Hajinews.co.id – Cendekiawan Islam Prof. Din Syamsuddin bereaksi terhadap kebijakan pemerintah yang membolehkan organisasi masyarakat keagamaan (Ormas) mengelola usaha Pertambangan batu bara. Menurut Ketua Umum Pimpinan Pusat (PP) Muhammadiyah periode 2005-2015 ini, di satu sisi, keputusan pemerintah tersebut dapat dinilai positif, yakni wujud perhatian negara terhadap peran ormas.

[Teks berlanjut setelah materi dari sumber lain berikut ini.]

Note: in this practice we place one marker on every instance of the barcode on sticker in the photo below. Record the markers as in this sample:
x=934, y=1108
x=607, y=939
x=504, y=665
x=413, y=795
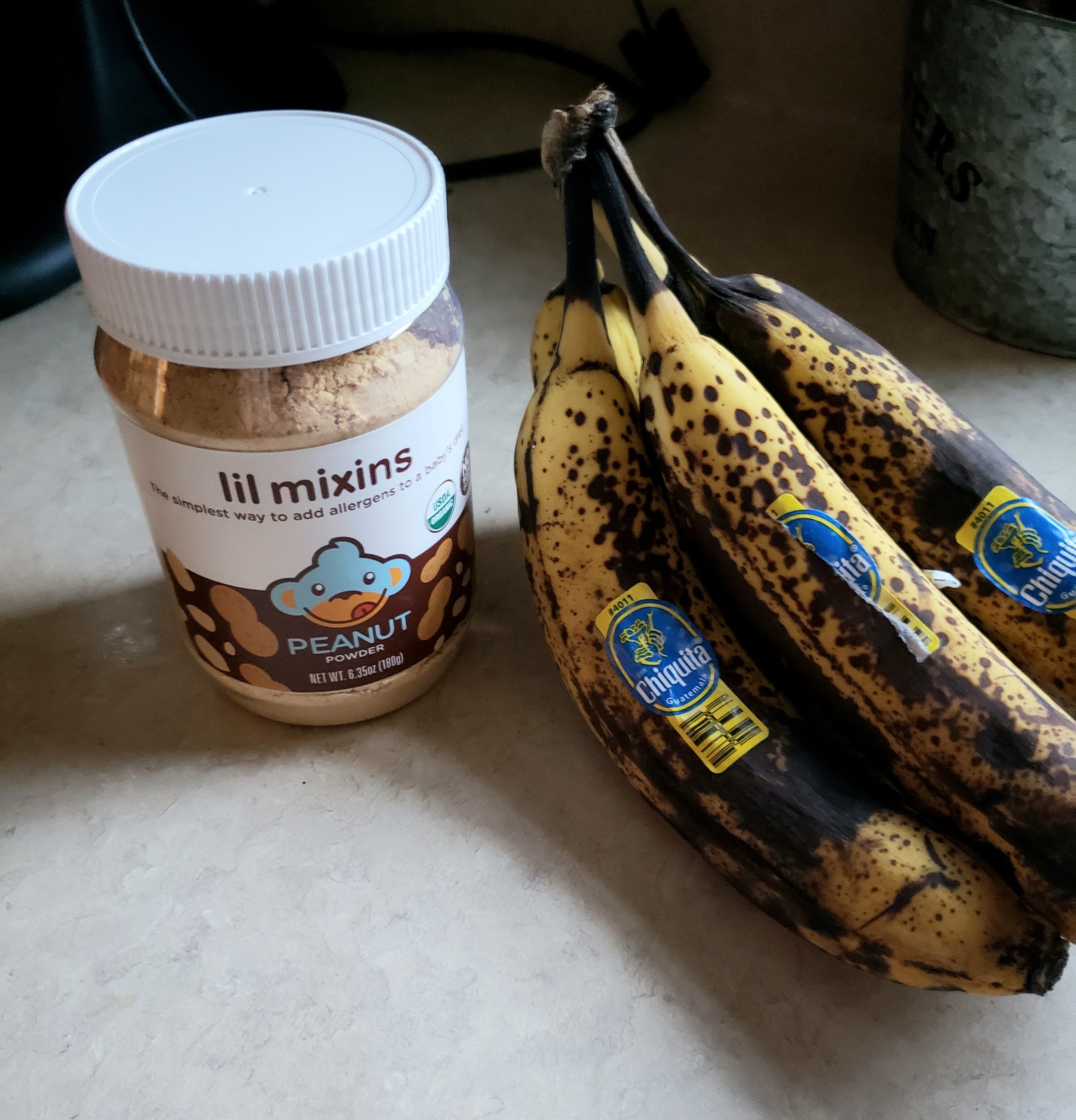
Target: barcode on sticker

Dean menceritakan pengalamannya saat diminta Presiden Joko Widodo (Jokowi) menjadi Utusan Khusus Presiden untuk Dialog dan Kerja Sama Antar Agama dan Peradaban. Setelah dua kali menolak usulan tersebut, ia mengaku ingin kepala negara serius memerangi ketidakadilan ekonomi di Tanah Air.
Saat itu, Presiden Jokowi menjawab bahwa hal tersebut bukanlah tugas yang mudah. Namun, Dean melanjutkan sambutannya dan mengatakan, pihaknya memandang persoalan tersebut tidak sulit asalkan ada kemauan politik (political will).
“Yang saya mintakan hanya pemerintah melakukan aksi keberpihakan (affirmative actions) dengan menciptakan keadilan ekonomi dan tidak hanya memberi konsesi kepada pihak tertentu. Juga, agar mau menaikkan derajat satu atau dua pengusaha Muslim menjadi setara dengan taipan,” ujar Prof Din Syamsuddin melalui pesan tertulis yang diterima Republika, Selasa (4/6/2024).
Din mengaku, peristiwa itulah yang menjadi alasan dirinya mundur dari jabatan Utusan Khusus Presiden untuk Dialog dan Kerjasama Antar Agama dan Peradaban. Maka ketika kini muncul kebijakan penawaran konsensi tambang untuk ormas-ormas keagamaan, menurut dia, hal itu sangat terlambat dan terkesan memiliki motif untuk “mengambil hati.”
Seandainya konsesi mengelola usaha pertambangan batu bara diberikan kepada–katakanlah–Muhammadiyah dan Nahdlatul Ulama (NU), hal itu tetap tidak seimbang dengan jasa dan peran kedua ormas Islam tersebut. Demikian pula, menurut Din, ketimpangan akan tetap ada, yakni bila dibandingkan dengan besarnya pemberian konsesi kepada perusahan-perusahaan yang dimiliki segelintir golongan atau individu di Indonesia.
Din mengatakan, perusahaan seperti Sinarmas menguasai lahan (walau bukan semuanya tambang batu bara) seluas sekitar 5 juta hektare. Bahkan, secara keseluruhan dunia pertambangan mineral dan batu bara Indonesia dikuasai oleh beberapa perusahaan saja.
“Sumber daya alam Indonesia sungguh dijarah secara serakah oleh segelintir orang yang patut diduga berkolusi dengan pejabat,” kata Din menegaskan.